Advances in cancer genomics are transforming our understanding of cancer, and have profound implications for its prevention, diagnosis, and treatment. Evolutionary dynamics suggests that as few as two mutations can cause transformation of normal cells into cancer stem cells. A process of Darwinian selection, involving a further three or more mutations, taking place over a period of years, can then result in progression to a life-threatening tumour. In many cases the immune response can recognise and eliminate the mutant cells, but most advanced tumours have mutations that activate immune checkpoints and enable the tumour to hide from the immune system. For the most hard-to-treat tumours, future progress will require molecular diagnostics to detect cancer-causing mutations in healthy subjects, and new drugs or vaccines that prevent the progression process. Chapters of this book deal with the signalling pathways that control cell division, and changes in these pathways in cancer cells. Three cell cycle checkpoints that are often mutated in cancer are analysed in detail. A discussion of chronic myeloid leukaemia illustrates the role of reactive oxygen species in driving progression from a chronic to an acute condition.
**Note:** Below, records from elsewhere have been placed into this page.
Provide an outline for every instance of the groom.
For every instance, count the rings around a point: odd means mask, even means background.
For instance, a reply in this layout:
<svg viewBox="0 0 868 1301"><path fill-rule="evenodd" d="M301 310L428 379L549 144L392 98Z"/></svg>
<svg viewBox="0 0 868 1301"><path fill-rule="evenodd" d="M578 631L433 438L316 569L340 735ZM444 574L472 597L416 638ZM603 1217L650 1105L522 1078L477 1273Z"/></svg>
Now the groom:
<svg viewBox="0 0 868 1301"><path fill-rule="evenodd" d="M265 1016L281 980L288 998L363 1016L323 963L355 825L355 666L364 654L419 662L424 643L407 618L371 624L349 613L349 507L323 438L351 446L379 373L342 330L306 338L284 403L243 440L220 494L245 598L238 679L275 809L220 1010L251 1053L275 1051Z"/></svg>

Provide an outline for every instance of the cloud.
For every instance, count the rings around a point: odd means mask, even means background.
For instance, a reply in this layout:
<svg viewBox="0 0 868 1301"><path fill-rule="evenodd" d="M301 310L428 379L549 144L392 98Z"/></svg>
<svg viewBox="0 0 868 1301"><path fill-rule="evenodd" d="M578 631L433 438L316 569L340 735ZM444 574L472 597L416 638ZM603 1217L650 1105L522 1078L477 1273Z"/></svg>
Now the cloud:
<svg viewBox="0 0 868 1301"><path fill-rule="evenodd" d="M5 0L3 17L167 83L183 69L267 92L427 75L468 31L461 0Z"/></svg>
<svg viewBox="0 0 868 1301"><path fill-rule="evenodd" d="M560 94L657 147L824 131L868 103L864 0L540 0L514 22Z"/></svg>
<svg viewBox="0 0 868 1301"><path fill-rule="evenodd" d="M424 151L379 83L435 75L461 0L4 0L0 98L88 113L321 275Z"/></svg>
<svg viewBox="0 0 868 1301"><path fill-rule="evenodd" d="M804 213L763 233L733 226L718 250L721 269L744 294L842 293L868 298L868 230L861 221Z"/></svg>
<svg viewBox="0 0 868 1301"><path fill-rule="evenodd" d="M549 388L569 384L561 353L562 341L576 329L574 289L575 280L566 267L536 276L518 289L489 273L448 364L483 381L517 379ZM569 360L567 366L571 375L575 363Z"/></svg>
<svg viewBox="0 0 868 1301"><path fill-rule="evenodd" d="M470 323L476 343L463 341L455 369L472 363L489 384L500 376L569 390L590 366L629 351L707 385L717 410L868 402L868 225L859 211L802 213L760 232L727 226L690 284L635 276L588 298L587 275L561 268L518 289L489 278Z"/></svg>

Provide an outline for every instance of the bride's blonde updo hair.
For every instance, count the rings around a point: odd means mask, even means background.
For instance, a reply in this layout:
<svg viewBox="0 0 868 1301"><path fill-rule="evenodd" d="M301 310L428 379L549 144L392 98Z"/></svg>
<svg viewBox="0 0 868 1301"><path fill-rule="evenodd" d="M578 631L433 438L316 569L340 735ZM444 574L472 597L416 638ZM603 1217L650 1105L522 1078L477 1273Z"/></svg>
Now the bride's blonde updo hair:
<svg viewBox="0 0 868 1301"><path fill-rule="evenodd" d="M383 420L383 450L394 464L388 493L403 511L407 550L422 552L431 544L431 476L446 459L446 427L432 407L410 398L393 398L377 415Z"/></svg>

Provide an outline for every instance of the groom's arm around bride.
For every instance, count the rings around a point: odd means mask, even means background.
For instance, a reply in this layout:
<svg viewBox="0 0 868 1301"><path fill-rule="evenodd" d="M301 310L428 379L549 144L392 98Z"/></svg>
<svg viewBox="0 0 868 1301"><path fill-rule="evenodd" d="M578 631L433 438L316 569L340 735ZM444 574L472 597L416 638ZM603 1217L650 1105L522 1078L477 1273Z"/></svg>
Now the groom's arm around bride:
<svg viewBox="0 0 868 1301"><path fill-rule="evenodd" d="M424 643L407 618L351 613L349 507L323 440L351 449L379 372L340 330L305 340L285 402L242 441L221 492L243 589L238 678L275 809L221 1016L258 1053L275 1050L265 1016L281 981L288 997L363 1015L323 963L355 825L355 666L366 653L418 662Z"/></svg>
A single drug that suppresses reactive oxygen can prevent disease progression and turn an otherwise deadly disease into a condition that can be managed to enable many years of normal life. Another chapter discusses chronic myelomonocytic leukaemia, a disease that involves both genetic and epigenetic change. Tumour progression is discussed as a multi-stage process in which cancer stem cells evolve into genetically unstable, invasive, metastatic, drug-resistant growths. Each of these stages can act as targets for drugs or immunomodulators, but the future of cancer treatment lies in understanding tumour dynamics, and arresting malignancy at the earliest possible stage. Evolutionary dynamics is a primarily mathematical technique, but the target readership will be tumour biologists, clinicians, and drug developers. Computational detail is provided in an online supplement, but the main text emphasises the implications of the dynamics for an understanding of tumour biology and does not require mathematical expertise.